L'olio perfetto per friggere

13.08.2021 I Franziska, Olav Content Creator

07.07.2021 I Olav Editorial Team

La scelta degli oli da cucina è enorme. Dall'olio di noce all'olio di avocado all'olio di cartamo, la gamma è abbastanza ampia. A volte non è così facile tenere traccia di tutto. Quale olio posso riscaldare? Quale olio è meglio per la bistecca? Quale olio è brillante come portatore di sapore nelle insalate?

Affronteremo tutte queste domande in questo post del blog, con l'obiettivo di fornirvi un po' più di chiarezza nella confusione del petrolio.

Gli oli con un punto di fumo superiore a 160°C sono adatti al riscaldamento.

Fondamentalmente, la questione di quale olio scaldare può essere guidata dal cosiddetto punto di fumo. Come suggerisce il nome, questa è la temperatura alla quale il rispettivo olio comincia a fumare. È importante evitare di superare i rispettivi punti di fumo degli oli. Se questo accade, i componenti dell'olio possono decomporsi e si formano tossine. In generale, gli oli e i grassi con un punto di fumo superiore a 160°C sono relativamente stabili al calore e quindi adatti alla frittura.

Ecco una breve panoramica degli oli più conosciuti e dei loro punti di fumo:

Olio Punto di fumo

Olio di girasole (spremuto a freddo)

107°C

Olio di lino

107°C

Olio di mandorle

120°C

Olio d'oliva (spremuto a freddo)

130-180°C

Olio di colza (spremuto a freddo)

130-190°C

Olio di cartamo (spremuto a freddo)

150°C

Olio di noce

160°C

Burro

175°C

Olio di sesamo

177°C

Olio di cocco

180-205°C

Olio di colza (raffinato)

190-230°C

Burro chiarificato

200°C

Olio di cartamo (raffinato)

200°C

Ghi

205°C

Olio di girasole (raffinato)

254°C

Olio d'avocado

260°C

Dagli acidi grassi si può anche capire se un olio può essere riscaldato o no. Gli oli con molti acidi grassi polinsaturi sono di solito sensibili alla luce e non particolarmente stabili al calore, e quindi non dovrebbero necessariamente essere usati per friggere.

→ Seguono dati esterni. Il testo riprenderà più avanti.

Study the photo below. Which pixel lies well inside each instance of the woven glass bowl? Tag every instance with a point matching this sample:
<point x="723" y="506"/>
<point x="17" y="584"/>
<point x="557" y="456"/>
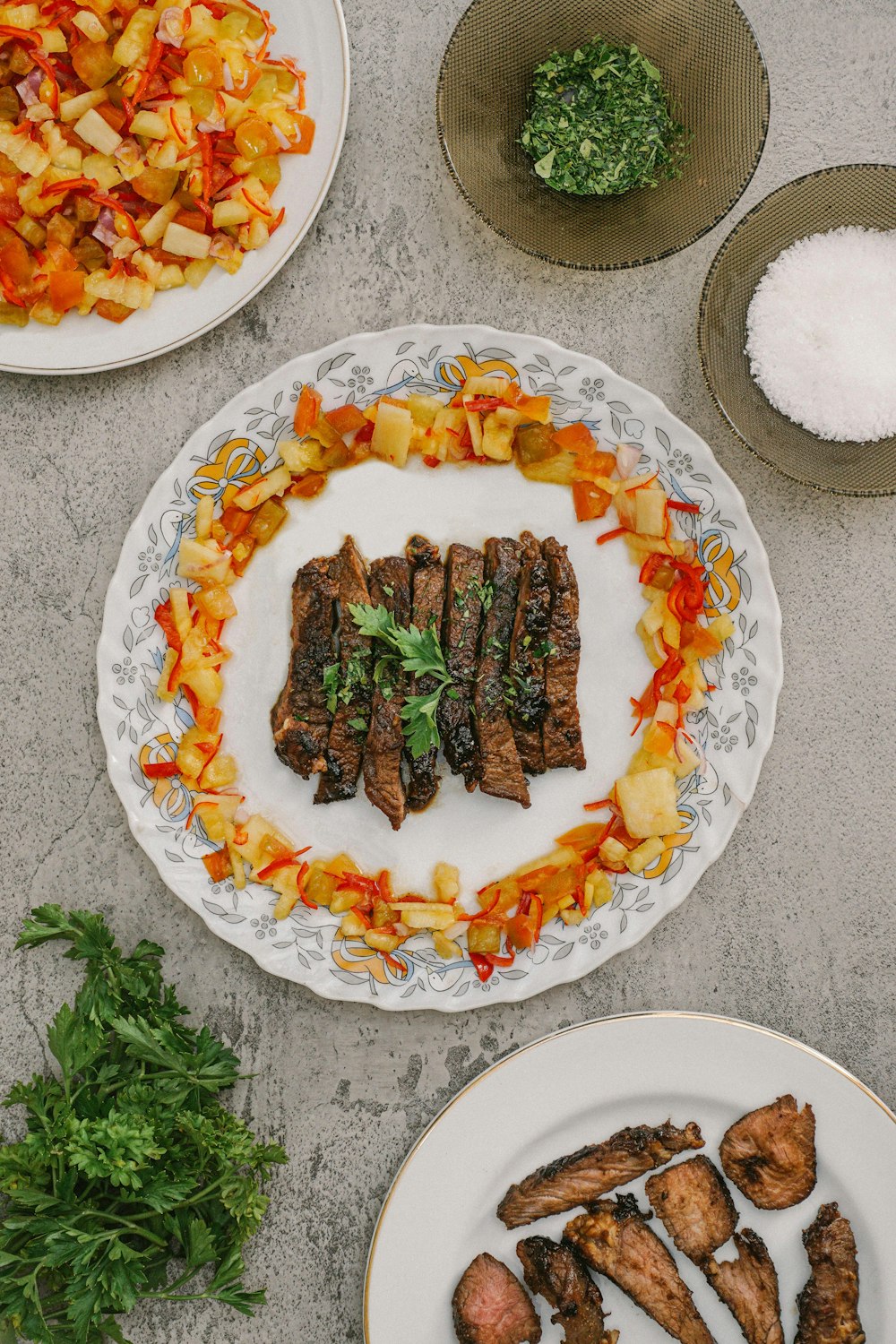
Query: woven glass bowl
<point x="711" y="65"/>
<point x="853" y="194"/>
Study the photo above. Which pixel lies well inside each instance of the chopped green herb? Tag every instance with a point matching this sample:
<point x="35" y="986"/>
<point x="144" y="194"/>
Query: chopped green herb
<point x="600" y="123"/>
<point x="132" y="1182"/>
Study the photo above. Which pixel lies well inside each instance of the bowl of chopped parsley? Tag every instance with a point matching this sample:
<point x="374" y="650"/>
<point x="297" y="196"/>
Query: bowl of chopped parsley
<point x="602" y="134"/>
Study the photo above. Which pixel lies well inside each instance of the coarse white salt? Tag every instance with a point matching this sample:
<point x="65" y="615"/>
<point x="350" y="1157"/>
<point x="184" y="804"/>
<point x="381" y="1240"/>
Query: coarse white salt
<point x="821" y="333"/>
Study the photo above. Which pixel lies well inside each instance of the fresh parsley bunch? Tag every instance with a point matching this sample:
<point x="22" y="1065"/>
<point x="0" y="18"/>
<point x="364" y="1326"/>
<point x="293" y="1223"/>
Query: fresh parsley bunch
<point x="132" y="1180"/>
<point x="419" y="653"/>
<point x="600" y="123"/>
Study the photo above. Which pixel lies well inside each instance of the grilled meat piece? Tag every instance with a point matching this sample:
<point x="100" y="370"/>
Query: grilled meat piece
<point x="583" y="1176"/>
<point x="748" y="1288"/>
<point x="346" y="744"/>
<point x="383" y="785"/>
<point x="427" y="583"/>
<point x="500" y="771"/>
<point x="490" y="1305"/>
<point x="770" y="1153"/>
<point x="460" y="640"/>
<point x="694" y="1207"/>
<point x="616" y="1241"/>
<point x="560" y="733"/>
<point x="528" y="650"/>
<point x="557" y="1274"/>
<point x="300" y="719"/>
<point x="829" y="1301"/>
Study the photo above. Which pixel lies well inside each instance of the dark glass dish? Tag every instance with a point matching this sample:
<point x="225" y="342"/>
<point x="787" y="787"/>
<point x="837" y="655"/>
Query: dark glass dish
<point x="711" y="66"/>
<point x="850" y="194"/>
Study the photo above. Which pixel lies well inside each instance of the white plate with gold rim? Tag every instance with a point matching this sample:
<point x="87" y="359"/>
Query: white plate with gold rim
<point x="578" y="1088"/>
<point x="314" y="32"/>
<point x="381" y="505"/>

Al contrario, gli oli con un'alta proporzione di acidi grassi monoinsaturi sono adatti al calore elevato.

Gli oli ad alto contenuto di acidi grassi polinsaturi si gustano meglio a freddo.

Senza calore

Alcuni oli si gustano meglio a freddo. Questi sono di solito gli oli che sono particolarmente sani. Tra le altre cose, possono abbassare il colesterolo e rafforzare le pareti cellulari. Gli oli vergini, spremuti a freddo, di lino, di colza e d'oliva appartengono a questa categoria, così come gli oli di noci, di semi di zucca o di mandorle. Questi ultimi sono particolarmente saporiti e sono quindi perfetti nei condimenti delle insalate e nelle marinate.

 

Calore medio

Nella vita quotidiana, la maggior parte delle famiglie frigge più spesso a fuoco medio, che corrisponde a una temperatura tra 160°C e 180°C (320-350°F). Quando si frigge a queste temperature, è meglio usare burro o burro chiarificato; anche l'olio di sesamo e il ghee funzionano bene. La frittura delicata è possibile anche con olio d'oliva (filtrato), purché non si superi il punto di fumo.

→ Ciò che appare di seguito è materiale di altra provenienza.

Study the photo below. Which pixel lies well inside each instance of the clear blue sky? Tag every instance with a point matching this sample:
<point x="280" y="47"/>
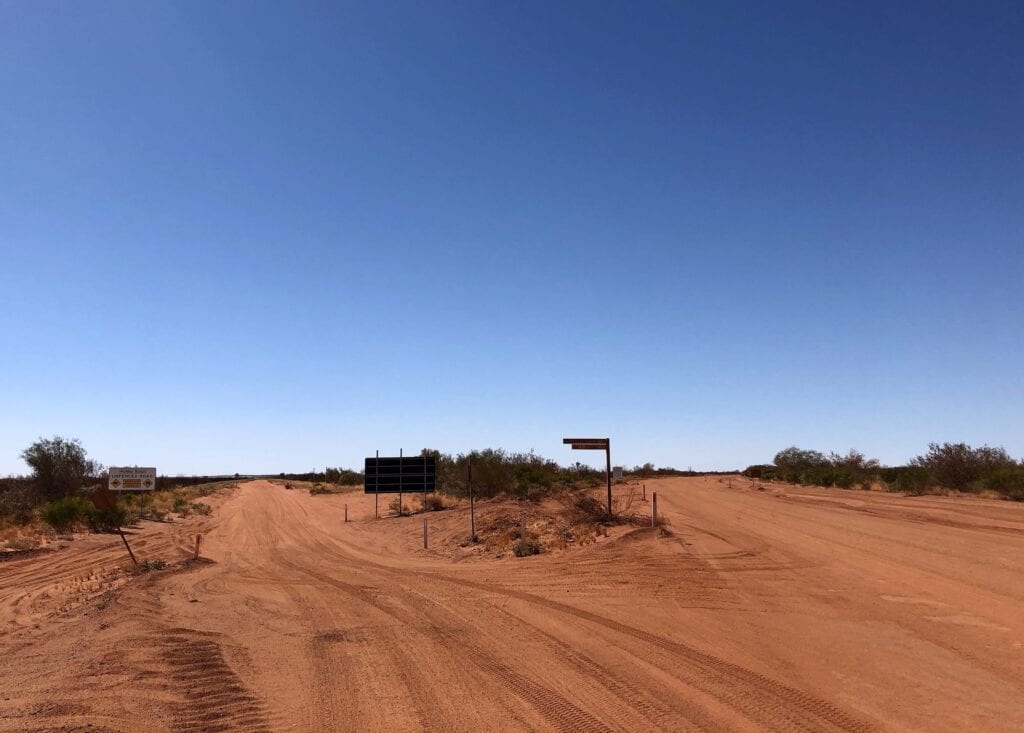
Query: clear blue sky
<point x="271" y="236"/>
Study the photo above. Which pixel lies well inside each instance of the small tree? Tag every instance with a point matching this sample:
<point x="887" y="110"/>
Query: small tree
<point x="958" y="466"/>
<point x="59" y="466"/>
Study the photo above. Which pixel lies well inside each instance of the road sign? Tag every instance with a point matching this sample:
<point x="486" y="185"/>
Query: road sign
<point x="595" y="444"/>
<point x="397" y="474"/>
<point x="587" y="443"/>
<point x="131" y="478"/>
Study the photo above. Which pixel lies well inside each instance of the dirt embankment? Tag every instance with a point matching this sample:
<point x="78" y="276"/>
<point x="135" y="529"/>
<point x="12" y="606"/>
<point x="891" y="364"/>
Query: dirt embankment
<point x="783" y="609"/>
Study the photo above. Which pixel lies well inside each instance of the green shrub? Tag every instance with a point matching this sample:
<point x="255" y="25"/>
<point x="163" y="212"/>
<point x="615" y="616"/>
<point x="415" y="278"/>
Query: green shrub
<point x="109" y="520"/>
<point x="960" y="466"/>
<point x="527" y="547"/>
<point x="433" y="503"/>
<point x="65" y="513"/>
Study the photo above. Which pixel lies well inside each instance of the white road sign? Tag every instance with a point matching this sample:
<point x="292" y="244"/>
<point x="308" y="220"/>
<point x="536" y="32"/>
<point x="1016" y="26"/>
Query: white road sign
<point x="132" y="478"/>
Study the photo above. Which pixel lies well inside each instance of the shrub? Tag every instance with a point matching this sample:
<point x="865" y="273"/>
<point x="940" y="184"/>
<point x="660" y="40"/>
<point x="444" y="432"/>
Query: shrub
<point x="64" y="514"/>
<point x="59" y="466"/>
<point x="527" y="547"/>
<point x="433" y="503"/>
<point x="958" y="466"/>
<point x="109" y="520"/>
<point x="397" y="507"/>
<point x="17" y="499"/>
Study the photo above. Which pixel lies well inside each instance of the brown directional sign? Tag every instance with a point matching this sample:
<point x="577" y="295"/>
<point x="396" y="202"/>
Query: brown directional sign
<point x="595" y="444"/>
<point x="587" y="443"/>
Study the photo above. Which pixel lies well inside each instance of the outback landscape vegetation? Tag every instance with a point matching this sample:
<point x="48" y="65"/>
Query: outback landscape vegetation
<point x="388" y="365"/>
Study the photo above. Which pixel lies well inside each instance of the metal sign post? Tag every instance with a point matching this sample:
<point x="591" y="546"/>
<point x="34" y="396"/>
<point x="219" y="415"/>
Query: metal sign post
<point x="595" y="444"/>
<point x="472" y="508"/>
<point x="104" y="500"/>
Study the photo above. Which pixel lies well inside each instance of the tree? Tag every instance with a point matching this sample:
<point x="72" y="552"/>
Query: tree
<point x="798" y="466"/>
<point x="958" y="466"/>
<point x="59" y="466"/>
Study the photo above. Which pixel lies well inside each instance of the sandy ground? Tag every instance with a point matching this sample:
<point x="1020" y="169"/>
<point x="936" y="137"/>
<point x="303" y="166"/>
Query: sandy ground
<point x="777" y="609"/>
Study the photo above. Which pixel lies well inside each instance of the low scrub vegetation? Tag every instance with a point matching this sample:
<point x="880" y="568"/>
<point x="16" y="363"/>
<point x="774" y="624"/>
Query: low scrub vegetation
<point x="944" y="467"/>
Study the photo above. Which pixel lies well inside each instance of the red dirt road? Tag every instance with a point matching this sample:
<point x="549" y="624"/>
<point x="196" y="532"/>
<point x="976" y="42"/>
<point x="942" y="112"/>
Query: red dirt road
<point x="783" y="609"/>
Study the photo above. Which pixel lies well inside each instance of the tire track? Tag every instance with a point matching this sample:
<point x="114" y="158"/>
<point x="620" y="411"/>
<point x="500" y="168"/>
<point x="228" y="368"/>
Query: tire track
<point x="561" y="714"/>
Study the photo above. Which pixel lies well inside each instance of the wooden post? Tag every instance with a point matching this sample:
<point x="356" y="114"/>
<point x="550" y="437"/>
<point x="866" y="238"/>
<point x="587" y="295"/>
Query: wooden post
<point x="125" y="541"/>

Verdure, pesce o carne possono essere fritti alla perfezione a queste temperature e con gli oli e i grassi menzionati.

 

Calore alto

Un calore molto alto è necessario per friggere o friggere cibi particolarmente caldi. Si parla di temperature tra 190°C e 240°C (380-440°F). A questo scopo, il burro chiarificato, il ghee, il grasso di cocco o l'olio di girasole o di colza raffinato sono particolarmente adatti. La bistecca, in particolare, deve essere scottata molto calda a fuoco alto affinché risulti perfetta.

In sintesi, ci sono gli oli giusti per ogni piatto e per ogni tipo di preparazione. Nella padella Olav, specialmente quella rivestita, hai bisogno di poco o nessun olio o grasso comunque. Ma siamo onesti: come portatore di sapori aromatici, il grasso può certamente brillare nelle nostre padelle ogni tanto.